Renewables are the solution, fossil fuels the past
United Nations Secretary-General Antonio Guterres recently set out five critical actions needed to catch the “lifeline” offered by renewable energy sources. They include treating renewables like an essential and global public good, shifting subsidies from fossil fuels to renewables, and tripling investment in renewables to $4.2 trillion (€3.9 trillion) by 2030. That’s small compared to the $5.9 trillion spent subsidizing coal, oil and gas in 2020 and the health care costs incurred from their pollution.
The WHO strengthened its air quality guidelines in September 2021, based on the latest science showing how best to protect human health. Meeting those guidelines would save 80% of lives lost from breathing PM2.5 — which are the fumes emitted from burning coal, oil, gas and wood.
The benefits of moving as quickly as possible to end new fossil fuels and follow the WHO’s air quality guidelines will lead to cleaner air and greater public health as well as improving our chances of reaching net-zero emissions before 2050.
The far-reaching impacts of extreme heat
We’re already suffering from the climate crisis.
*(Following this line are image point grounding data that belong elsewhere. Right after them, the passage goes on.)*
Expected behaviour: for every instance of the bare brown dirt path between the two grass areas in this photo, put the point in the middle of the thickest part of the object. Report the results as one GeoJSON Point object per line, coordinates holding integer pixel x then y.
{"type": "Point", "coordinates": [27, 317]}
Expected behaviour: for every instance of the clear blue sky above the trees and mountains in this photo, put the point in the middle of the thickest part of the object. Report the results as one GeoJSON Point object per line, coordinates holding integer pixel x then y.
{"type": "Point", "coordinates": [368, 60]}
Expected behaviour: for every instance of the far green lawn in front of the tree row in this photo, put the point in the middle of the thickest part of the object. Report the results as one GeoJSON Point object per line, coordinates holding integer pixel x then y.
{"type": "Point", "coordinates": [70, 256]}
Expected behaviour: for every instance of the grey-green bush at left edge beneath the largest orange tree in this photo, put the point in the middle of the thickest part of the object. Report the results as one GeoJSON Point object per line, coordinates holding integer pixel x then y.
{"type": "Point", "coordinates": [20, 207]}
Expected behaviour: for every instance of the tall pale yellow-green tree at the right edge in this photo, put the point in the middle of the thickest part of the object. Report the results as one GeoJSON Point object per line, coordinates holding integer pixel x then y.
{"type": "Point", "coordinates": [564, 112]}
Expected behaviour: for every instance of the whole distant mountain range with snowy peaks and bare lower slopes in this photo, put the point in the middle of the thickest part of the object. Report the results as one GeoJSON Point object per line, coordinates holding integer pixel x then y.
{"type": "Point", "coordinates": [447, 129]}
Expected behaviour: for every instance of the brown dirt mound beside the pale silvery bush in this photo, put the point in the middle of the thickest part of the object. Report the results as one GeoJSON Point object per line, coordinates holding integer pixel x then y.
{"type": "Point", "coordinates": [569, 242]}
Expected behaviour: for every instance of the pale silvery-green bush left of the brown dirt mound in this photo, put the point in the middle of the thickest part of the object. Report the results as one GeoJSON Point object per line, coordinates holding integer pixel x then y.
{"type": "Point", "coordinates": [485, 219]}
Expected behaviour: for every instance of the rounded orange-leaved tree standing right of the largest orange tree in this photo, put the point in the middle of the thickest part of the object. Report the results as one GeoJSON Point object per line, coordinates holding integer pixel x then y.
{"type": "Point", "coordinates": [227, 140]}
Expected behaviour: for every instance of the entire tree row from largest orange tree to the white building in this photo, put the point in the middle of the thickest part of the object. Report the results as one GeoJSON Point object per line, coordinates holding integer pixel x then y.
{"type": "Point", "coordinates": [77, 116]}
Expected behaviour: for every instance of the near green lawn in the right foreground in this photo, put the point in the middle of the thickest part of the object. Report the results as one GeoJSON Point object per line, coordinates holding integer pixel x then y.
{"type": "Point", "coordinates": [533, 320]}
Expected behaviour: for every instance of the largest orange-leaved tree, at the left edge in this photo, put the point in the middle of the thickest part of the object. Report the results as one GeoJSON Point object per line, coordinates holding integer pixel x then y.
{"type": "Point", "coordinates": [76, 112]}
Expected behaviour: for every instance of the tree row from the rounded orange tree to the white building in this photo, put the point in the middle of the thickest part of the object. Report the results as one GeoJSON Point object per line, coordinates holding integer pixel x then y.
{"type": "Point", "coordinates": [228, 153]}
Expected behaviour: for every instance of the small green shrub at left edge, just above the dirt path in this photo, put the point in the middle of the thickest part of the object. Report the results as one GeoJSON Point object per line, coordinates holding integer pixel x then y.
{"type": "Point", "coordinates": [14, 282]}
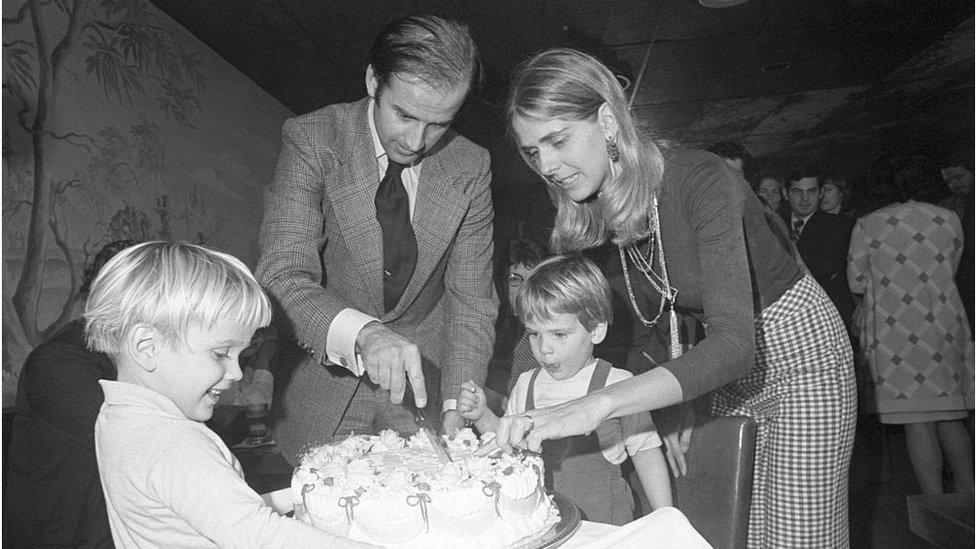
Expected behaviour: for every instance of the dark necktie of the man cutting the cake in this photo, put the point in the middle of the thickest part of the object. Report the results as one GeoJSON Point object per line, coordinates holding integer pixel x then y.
{"type": "Point", "coordinates": [399, 242]}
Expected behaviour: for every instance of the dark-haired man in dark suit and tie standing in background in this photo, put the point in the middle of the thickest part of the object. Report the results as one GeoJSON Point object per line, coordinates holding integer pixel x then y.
{"type": "Point", "coordinates": [821, 238]}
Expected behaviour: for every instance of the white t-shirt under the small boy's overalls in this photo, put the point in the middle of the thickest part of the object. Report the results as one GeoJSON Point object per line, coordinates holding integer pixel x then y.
{"type": "Point", "coordinates": [619, 437]}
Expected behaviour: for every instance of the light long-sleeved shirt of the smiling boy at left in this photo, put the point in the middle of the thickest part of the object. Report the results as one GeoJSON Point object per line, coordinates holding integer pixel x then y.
{"type": "Point", "coordinates": [171, 482]}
India’s recent torturous heat wave of 49°C (120 degrees Fahrenheit) and above caused laborers to fall sick and lose income, and the government to cut harvest prospects and ban wheat exports.
Yet, absurdly, we are still chopping down the forests and trees that store carbon, clean the air, and provide shade, shelter and food. In India, for example, deforestation started in April in the Hasdeo Aranya Forest for an opencast coal mine.
How will people survive if the recent heat becomes the norm? How will manufacturing plants, farms, power grids and global supply chains run if people are too sick and it’s too hot to work?
These are the questions leaders must tackle if they really want to achieve a healthy planet for the prosperity of all.
In some ways, much has changed in 50 years. The science on pollution, climate change and health is now vast and irrefutable, the solutions are readily available, and people around the world are rising up and calling for a healthier, cleaner way of living.
Yet, we are still poisoning our children. It’s time for urgent action.
Bhavreen Kandhari is co-founder of Warrior Moms India which is part of the Parents For Future environmental movement.
This year’s Stockholm+50 conference refers to the 1972 United Nations Conference on the Human Environment in Stockholm, the first major international meeting on global environmental issues. It started the dialogue between industrialized and developing countries on the link between economic growth and pollution, helped to establish the concept of sustainable development and led to the foundation of the UN Environment Programme (UNEP).